Nessuno ti ringrazia, nessuno ti compiange. Fare il giurato popolare prima o
poi capita a tutti. Amministrare la giustizia qui è un dovere civico ed è anche
un diritto: il giorno che dovessimo finire noi sotto processo, è considerata
una garanzia che a giudicarci siano i nostri pari, altri cittadini come noi
(poi magari se sei nero in uno Stato del Sud, e ti trovi davanti una giuria di
soli bianchi, la garanzia è discutibile). Ma soprattutto, il sacrificio che
stiamo facendo noi è poca cosa rispetto alla posta in gioco per le presunte
vittime e gli imputati. Le loro vite sono nelle nostre mani. Sbagliando
decisione finale potremmo mandare in carcere degli innocenti, o lasciare impunito
un crimine e tradire le vittime. Sto imparando molto, su ambienti sociali
lontani dal mio, mondi dove la realtà quotidiana è fatta di miseria,
sfruttamento, prostituzione, estorsione. Sulla cita dei poliziotti a contatto
quotidiano con la violenza, l’inganno, l’abuso. Suk traffico sessuale, le donne
che finiscono in quel giro. Sull’immigrazione clandestina e l’insicurezza
creata dallo status d’illegalità e precarietà che rende ricattabili. Sto
imparando ancora di più sui miei limiti. Un giornalista in fondo si muove su un
terreno non molto diverso da un giudice e da un poliziotto: la ricerca della
verità, lo sforzo di imparzialità e di oggettività. Prima di dire innocente o
colpevole dobbiamo ascoltare tutte le versioni, metterci in tutte le angolature,
riconoscere che la verità a volte non è bianco o nero, che in tutte le
situazioni umane esistono zone di ambiguità.

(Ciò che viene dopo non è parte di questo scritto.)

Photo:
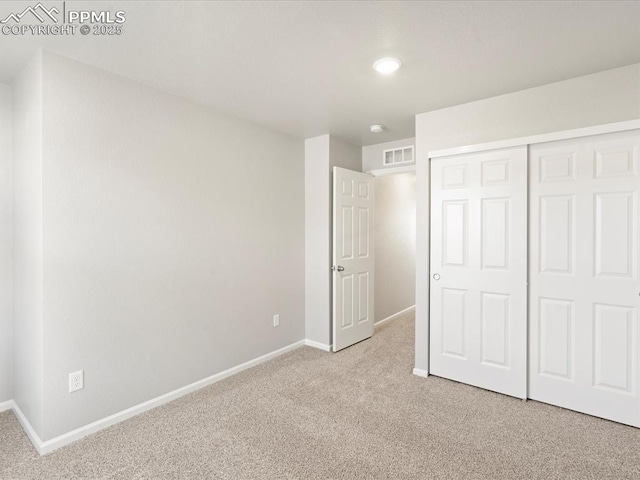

Da giurati dovremo decidere in
coscienza, “al di là del ragionevole dubbio”, se prove e testimonianze
conducono alla condanna o all’assoluzione. (..) Mi consola in parte il fatto
che non sono solo. Alla fine saremo in 12 a consultarsi, discutere fra noi e
decidere. Il mio parere sarà bilanciato da quello di altre persone, donne e
uomini, neri e asiatici e bianchi, ciascuno avrà portato la sua esperienza di
vita e il suo buonsenso e speriamo che i pregiudizi degli uni e degli altri si
compensino. Ci vuole pazienza, concentrazione, consapevolezza dei propri
limiti, spirito di cooperazione. E così in fondo sto ricevendo anche una
lezione sulla democrazia. Se è sana, se funziona come deve, se ci crediamo
davvero, la democrazia assomiglia proprio a quello sforzo che stiamo facendo
noi 12 giurati popolari, micro campione della società. La democrazia è fatica
quotidiana per raggiungere un po’ di giustizia, qualche soluzione ai torti,
mediando fra sensibilità diverse, dialogando per conciliare punti di vista
conflittuali. E poi alla fine, ma solo alla fine, si vota e ci si conta. Com’è
distante, questo piccolo esercizio di democrazia fatto da noi giurati chiusi in
una stanza per sette ora al giorno e per tanti giorni di fila, dal dibattito
politico fatto a colpi di slogan, di 14° caratteri, le battute lapidarie su
Twitter, le frasi a effetto e gli insulti, le semplificazioni e le aggressioni
verbali, il disprezzo dell’avversario.